Veranstaltungsbericht

Vereint gegen zu viel Innen- in der Aussenpolitik

von Christoph Wehrli | September 2023
An einer Wahlveranstaltung, die eine Auslegeordnung verspricht, würde man kaum erwarten, dass die beteiligten Politikerinnen und Politiker vor allem Harmonie zeigen, und zwar recht oft in Abhebung von der Mehrheitsmeinung der eigenen Partei. Ein solches Bild ergab sich indessen an der Podiumsdiskussion, die von der SGA in Bern veranstaltet und von Jennifer Covo (Fernsehen RTS) und Oliver Washington (Radio SRF) moderiert worden ist. Die beteiligten Mitglieder des Nationalrats – Sibel Arslan (Grüne, Basel-Stadt), Roland Fischer (GLP, Luzern), Eric Nussbaumer (SP, Baselland), Elisabeth Schneider-Schneiter (Die Mitte, Baselland) und Laurent Wehrli (FDP, Waadt) – gehören alle der Aussenpolitischen Kommission (APK) an und mit Ausnahme von Schneider-Schneiter auch dem Vorstand der SGA. Anfragen bei SVP-Vertretern waren erfolglos geblieben.

EU-politische Frustration

Als Priorität schien eine Regelung des Verhältnisses mit der Europäischen Union unbestritten zu sein. Es dominierte dabei der Rückblick, das Bedauern über den Verhandlungsabbruch im Mai vor zwei Jahren. Nussbaumer bezeichnete es als schweren staatspolitischen Fehler, dass der Bundesrat das Rahmenabkommen nicht dem Parlament vorlegte, weil er einen negativen Volksentscheid befürchtet habe. Arslan teilte an sich diese Kritik, hielt aber auch fest, dass der Vertragsentwurf keine Mehrheit erhalten hätte. Wehrli konstatierte, das Dossier sei zur rein innenpolitischen Angelegenheit geworden, bestimmt von der Angst vor dem Volksentscheid. Dabei werde es namentlich von den Gewerkschaften instrumentalisiert für die Forderung nach einem allgemeinen Mindestlohn.

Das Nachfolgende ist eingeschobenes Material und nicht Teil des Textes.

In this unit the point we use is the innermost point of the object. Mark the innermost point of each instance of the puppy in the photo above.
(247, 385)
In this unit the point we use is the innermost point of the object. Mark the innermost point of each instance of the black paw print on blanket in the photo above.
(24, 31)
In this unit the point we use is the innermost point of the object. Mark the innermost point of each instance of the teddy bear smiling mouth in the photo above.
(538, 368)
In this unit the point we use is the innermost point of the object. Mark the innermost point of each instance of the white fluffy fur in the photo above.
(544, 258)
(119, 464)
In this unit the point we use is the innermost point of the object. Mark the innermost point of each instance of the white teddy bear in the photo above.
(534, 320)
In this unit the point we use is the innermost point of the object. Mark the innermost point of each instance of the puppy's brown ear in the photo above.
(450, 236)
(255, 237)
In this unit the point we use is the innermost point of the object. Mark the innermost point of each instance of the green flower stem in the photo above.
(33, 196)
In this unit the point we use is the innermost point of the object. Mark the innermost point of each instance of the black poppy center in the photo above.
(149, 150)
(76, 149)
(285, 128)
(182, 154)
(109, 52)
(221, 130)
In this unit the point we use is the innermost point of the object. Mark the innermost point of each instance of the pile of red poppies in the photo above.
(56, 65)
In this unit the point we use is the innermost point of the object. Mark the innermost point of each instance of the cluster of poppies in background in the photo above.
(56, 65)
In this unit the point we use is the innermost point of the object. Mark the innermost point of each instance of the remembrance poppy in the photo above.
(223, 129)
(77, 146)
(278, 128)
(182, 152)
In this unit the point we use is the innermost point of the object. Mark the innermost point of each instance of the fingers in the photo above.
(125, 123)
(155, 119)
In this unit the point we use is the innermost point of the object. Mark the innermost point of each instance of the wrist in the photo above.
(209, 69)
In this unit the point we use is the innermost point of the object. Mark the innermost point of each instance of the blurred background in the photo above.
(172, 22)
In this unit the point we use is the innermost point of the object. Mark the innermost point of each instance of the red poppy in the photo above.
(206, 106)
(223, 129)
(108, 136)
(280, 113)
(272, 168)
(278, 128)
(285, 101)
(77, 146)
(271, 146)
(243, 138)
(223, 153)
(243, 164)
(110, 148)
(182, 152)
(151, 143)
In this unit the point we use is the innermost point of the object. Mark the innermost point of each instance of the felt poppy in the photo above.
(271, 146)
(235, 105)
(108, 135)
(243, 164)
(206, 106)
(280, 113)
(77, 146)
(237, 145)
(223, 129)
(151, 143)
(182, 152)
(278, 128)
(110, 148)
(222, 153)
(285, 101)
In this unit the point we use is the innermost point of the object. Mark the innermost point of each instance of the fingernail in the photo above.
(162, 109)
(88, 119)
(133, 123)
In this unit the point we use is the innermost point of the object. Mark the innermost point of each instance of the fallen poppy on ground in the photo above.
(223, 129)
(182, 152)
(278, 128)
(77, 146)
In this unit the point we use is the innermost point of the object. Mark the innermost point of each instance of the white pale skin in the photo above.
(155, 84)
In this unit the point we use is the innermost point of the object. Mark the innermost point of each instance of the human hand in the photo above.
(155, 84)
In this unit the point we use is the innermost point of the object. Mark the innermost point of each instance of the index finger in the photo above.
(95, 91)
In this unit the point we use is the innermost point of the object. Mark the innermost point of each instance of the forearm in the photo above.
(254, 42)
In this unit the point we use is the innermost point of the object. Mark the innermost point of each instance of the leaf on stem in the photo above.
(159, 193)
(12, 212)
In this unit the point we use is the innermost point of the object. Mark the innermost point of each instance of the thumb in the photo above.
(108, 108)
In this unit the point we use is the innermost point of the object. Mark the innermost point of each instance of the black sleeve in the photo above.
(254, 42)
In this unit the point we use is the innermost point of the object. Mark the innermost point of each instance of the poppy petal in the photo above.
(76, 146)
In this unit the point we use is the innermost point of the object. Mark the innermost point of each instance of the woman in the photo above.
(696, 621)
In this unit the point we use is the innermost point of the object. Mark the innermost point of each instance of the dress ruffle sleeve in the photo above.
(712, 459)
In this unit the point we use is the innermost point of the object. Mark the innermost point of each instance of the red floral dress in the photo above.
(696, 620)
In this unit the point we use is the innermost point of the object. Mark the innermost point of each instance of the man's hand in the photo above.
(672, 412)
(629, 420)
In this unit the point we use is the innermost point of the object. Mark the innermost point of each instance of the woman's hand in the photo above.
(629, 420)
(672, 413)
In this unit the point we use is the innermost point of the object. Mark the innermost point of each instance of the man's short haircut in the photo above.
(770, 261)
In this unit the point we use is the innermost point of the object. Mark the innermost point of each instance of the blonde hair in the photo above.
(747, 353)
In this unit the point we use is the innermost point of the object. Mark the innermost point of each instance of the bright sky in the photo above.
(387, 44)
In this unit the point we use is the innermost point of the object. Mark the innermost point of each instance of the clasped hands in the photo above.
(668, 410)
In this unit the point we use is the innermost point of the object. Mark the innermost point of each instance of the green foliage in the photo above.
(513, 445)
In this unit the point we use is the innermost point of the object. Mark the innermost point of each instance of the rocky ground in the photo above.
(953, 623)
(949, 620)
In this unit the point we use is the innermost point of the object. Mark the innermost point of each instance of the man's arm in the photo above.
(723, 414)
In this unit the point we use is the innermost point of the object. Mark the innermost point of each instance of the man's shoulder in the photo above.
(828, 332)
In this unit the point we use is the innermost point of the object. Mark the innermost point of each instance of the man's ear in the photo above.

Ob sein Parteifreund Ignazio Cassis der richtige Mann für die Aufgabe sei? Die Frage, sagte Wehrli, könne nur dieser selbst beantworten, wenn nach der Neuwahl im Dezember die Departemente zugeteilt würden. Es gehe allerdings um die Politik des gesamten Bundesrats. «Das Desaster war ein Gemeinschaftswerk», pointierte es Schneider-Schneiter. Die Bundesratsparteien hätten die Exekutive damals unterstützt. Die Lage sei inzwischen nicht einfacher geworden, indem der Paket-Ansatz mit einem Stromabkommen das heikle Thema der Liberalisierung aufbringe. Auch habe man Probleme um die Unionsbürger-Richtlinie herbeigeredet, die sich mit dem Rahmenabkommen noch nicht gestellt hätten. Fischer kann seinerseits keine wirkliche Strategie des Bundesrats erkennen. Ausserdem fühle er sich als APK-Mitglied schlechter informiert als die Vertreter von Arbeitgebern und Gewerkschaften.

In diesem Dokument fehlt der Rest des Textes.